Boost logo

Boost :

From: Hervé Brönnimann (hervebronnimann_at_[hidden])
Date: 2006-12-06 00:35:11


Nemanja: I don't use UTF8 myself, but I've had to program
is_valid_utf8 and utf8_to_xml10 recently. You're lucky that I just
gave is_valid as an assignment to a student! I haven't done a review
in a long time, not even for formal reviews, and this is only an
informal review.

Given that unicode is a standard that *should* be supported by C++,
really, this would be a prime candidate for inclusion in boost. I
strongly support your efforts. I started writing a few comments, and
it comes almost as a complete review :-) So here goes my mini-review.

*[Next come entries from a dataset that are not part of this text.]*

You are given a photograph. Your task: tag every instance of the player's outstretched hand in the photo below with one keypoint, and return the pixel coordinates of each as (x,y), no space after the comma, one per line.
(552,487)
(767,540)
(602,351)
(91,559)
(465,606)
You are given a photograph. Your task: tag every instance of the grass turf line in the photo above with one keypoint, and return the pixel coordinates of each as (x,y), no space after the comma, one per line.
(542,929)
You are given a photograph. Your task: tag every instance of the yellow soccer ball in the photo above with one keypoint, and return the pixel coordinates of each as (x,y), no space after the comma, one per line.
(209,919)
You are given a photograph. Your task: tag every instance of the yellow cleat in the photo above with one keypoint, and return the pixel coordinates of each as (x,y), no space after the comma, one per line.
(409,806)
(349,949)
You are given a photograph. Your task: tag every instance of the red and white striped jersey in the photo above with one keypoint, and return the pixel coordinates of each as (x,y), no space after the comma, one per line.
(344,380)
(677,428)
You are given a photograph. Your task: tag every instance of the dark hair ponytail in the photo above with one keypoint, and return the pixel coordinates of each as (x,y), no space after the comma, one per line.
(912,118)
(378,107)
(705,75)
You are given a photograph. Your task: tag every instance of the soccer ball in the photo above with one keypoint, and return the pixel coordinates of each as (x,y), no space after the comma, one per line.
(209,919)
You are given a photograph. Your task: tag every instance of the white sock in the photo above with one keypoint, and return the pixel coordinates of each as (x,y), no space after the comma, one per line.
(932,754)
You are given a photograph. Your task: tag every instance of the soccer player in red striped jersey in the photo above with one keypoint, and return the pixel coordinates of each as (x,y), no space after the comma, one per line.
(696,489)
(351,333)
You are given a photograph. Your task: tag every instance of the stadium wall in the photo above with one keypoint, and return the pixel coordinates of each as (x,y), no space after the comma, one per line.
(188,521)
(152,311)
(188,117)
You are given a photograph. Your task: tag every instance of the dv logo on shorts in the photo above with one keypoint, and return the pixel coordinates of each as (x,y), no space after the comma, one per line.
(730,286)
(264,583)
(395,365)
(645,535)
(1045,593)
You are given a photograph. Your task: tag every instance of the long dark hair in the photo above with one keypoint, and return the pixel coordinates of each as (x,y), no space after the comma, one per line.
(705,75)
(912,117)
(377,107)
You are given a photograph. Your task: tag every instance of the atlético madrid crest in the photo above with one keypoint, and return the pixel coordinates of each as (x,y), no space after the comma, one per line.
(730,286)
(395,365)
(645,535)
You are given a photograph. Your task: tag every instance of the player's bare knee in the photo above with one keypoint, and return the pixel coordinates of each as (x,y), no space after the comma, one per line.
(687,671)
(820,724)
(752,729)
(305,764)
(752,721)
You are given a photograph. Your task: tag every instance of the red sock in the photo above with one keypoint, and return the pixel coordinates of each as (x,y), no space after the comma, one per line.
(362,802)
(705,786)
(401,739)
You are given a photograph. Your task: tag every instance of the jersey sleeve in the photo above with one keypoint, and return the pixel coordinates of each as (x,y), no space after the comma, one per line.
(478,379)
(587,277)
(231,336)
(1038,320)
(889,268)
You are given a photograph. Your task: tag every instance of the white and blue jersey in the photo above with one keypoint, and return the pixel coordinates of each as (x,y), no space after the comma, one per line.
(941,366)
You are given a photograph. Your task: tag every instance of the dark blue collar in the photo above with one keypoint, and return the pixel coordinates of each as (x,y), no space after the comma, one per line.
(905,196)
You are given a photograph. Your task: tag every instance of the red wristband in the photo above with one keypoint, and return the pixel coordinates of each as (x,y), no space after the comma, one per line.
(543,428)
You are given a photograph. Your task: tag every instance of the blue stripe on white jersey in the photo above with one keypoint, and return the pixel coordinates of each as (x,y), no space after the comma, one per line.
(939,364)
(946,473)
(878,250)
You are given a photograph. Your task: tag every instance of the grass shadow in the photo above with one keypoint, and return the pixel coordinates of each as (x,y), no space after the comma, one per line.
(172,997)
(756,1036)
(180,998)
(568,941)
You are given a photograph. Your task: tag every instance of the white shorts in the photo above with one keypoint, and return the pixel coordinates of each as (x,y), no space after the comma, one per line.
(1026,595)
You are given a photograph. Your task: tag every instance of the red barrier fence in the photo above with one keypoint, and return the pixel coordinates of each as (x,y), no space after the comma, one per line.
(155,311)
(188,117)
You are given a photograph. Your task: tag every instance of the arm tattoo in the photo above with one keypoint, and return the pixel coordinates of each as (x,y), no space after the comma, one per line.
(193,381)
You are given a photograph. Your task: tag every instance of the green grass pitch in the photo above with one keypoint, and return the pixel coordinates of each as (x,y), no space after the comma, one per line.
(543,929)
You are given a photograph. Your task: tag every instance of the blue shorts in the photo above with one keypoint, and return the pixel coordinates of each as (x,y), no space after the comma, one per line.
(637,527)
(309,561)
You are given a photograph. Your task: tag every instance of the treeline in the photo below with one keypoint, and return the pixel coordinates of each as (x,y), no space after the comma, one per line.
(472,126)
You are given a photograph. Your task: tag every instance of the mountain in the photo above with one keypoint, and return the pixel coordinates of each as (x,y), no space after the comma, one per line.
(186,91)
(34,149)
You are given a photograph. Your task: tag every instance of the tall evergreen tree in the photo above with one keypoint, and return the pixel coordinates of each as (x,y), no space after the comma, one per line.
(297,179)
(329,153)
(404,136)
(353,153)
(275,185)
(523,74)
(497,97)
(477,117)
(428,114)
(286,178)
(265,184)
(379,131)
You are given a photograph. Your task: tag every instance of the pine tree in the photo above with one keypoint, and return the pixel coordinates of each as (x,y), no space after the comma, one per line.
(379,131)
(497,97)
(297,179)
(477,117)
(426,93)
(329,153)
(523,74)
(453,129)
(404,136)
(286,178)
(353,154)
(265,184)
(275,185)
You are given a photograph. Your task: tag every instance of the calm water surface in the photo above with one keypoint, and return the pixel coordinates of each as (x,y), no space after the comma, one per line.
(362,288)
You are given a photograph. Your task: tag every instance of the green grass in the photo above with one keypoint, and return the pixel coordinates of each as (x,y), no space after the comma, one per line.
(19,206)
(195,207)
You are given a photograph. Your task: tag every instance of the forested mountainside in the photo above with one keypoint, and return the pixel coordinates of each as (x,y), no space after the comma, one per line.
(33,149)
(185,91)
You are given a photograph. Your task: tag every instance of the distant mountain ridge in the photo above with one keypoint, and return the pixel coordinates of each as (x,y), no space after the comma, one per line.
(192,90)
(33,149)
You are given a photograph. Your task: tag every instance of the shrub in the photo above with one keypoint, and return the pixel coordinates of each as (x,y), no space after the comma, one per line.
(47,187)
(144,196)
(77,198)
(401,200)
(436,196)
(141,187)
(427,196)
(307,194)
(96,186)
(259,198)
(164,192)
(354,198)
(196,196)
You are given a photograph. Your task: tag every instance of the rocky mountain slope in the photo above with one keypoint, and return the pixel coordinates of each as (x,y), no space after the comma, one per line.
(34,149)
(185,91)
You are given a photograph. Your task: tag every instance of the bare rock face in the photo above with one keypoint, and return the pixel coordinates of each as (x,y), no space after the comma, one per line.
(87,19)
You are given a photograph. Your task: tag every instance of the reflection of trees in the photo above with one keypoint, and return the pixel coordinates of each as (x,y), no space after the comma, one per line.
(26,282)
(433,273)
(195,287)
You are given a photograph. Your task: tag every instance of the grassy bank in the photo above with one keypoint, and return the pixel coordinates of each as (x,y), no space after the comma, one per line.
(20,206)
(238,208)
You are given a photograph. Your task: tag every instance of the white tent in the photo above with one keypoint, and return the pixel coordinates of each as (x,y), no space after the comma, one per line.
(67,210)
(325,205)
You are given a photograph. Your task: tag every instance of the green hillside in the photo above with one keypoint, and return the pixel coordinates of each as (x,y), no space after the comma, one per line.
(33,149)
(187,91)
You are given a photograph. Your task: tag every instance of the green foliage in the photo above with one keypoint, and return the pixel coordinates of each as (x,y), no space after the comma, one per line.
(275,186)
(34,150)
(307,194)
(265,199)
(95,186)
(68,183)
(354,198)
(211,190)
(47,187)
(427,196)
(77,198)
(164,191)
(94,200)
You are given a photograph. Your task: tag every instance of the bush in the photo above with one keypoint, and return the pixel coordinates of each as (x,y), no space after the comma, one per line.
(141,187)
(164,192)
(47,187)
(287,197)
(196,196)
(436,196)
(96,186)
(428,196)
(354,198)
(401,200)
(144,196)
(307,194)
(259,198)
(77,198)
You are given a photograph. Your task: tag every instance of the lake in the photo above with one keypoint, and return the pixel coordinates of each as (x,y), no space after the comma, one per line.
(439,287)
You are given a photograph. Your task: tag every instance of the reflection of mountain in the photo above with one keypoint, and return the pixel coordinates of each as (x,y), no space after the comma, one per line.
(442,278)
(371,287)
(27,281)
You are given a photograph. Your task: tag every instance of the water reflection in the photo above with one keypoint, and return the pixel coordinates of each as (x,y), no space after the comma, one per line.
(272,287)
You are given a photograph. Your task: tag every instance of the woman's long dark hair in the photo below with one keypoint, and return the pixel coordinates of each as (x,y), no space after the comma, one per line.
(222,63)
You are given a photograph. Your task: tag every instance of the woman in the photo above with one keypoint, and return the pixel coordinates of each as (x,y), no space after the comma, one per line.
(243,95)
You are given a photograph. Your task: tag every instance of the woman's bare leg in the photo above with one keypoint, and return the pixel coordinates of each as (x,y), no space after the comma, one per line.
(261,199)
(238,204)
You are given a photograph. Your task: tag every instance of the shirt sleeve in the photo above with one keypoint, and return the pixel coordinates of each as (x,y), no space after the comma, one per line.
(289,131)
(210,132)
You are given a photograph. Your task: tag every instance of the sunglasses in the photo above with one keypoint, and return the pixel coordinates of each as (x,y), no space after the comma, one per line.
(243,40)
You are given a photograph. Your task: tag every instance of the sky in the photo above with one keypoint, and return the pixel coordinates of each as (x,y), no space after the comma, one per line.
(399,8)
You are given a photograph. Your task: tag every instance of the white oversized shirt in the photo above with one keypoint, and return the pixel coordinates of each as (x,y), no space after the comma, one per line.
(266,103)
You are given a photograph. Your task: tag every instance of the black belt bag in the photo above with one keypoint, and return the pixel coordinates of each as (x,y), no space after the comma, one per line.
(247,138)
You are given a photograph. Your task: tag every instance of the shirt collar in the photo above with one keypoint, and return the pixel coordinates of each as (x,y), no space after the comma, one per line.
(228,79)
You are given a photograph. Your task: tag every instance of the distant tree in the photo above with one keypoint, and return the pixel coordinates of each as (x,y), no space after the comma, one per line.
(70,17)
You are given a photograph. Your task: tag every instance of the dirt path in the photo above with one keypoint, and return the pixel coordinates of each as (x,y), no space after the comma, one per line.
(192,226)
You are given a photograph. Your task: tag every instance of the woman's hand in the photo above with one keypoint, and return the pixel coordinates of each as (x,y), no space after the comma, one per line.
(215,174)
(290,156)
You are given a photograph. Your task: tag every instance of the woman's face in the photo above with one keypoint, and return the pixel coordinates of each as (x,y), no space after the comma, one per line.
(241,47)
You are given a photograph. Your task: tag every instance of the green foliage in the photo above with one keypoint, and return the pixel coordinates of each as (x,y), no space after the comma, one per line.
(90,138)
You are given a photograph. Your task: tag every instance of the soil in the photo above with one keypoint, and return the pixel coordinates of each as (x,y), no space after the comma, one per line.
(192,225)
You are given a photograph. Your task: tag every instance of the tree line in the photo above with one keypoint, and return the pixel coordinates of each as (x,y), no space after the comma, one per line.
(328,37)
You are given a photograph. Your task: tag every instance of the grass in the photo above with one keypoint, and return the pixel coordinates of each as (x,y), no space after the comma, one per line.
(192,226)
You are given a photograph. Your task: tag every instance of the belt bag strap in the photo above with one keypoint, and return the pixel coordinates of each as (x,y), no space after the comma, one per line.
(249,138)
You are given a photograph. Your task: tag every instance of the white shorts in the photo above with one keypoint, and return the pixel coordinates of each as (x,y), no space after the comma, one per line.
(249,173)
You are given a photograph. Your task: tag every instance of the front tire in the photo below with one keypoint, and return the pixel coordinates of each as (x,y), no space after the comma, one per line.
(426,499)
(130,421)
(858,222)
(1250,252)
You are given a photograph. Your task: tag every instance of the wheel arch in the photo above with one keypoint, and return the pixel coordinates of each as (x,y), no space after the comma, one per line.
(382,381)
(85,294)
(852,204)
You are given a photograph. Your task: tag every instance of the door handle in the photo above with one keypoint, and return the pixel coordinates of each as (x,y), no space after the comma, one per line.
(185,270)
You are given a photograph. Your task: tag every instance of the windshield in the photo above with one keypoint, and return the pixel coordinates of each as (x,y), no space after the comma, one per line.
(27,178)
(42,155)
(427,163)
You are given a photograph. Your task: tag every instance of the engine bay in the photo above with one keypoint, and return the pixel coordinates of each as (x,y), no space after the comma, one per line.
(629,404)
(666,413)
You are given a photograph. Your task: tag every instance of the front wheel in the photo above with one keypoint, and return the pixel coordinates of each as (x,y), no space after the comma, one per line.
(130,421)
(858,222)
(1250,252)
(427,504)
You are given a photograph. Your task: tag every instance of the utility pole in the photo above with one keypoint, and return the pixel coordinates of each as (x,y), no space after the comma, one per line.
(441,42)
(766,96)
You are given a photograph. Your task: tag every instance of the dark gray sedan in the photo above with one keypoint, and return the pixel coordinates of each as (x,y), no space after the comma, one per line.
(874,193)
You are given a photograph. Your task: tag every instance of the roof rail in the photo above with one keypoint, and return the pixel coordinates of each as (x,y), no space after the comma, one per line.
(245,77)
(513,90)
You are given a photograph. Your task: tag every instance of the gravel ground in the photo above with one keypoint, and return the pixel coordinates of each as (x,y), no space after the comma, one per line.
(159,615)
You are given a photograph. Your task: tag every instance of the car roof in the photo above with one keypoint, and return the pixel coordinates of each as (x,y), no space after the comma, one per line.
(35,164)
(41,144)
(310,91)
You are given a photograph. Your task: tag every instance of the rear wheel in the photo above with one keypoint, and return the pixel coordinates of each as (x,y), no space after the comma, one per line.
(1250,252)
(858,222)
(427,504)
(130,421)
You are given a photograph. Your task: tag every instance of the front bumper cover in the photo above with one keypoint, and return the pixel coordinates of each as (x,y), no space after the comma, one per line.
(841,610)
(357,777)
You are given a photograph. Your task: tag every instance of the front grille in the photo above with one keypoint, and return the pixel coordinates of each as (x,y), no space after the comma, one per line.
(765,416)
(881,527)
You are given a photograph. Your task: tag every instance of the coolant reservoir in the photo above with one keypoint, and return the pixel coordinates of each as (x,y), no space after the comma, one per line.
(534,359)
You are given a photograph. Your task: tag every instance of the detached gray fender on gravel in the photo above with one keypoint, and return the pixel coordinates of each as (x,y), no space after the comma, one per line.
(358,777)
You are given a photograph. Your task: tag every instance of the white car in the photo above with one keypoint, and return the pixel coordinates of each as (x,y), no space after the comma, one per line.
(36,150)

Keep in mind I want to be as constructive and positive as possible.
I'm definitely hoping something will come out of this.

DESIGN
About the documentation: I wish there was a short glossary at the
beginning (it's not provided by unicode.org - the glossary there is
wayyyy too big!). Just to explain "code point", "byte sequence",
"surrogate", etc. Some pointers to the unicode.org FAQ (e.g. for
BOM). Also, before the reference, it would be nice to have a
synopsis to refer to just to remember the interface. And as things
will evolve (interface, design, etc.) you'll need to start a section
Rationale at the end (before Conclusions).

About the interface: The name "bom", even though it is inside
namespace utf8, could be spelled out byte_order_mark (to help users
know what to google for if they don't know the context).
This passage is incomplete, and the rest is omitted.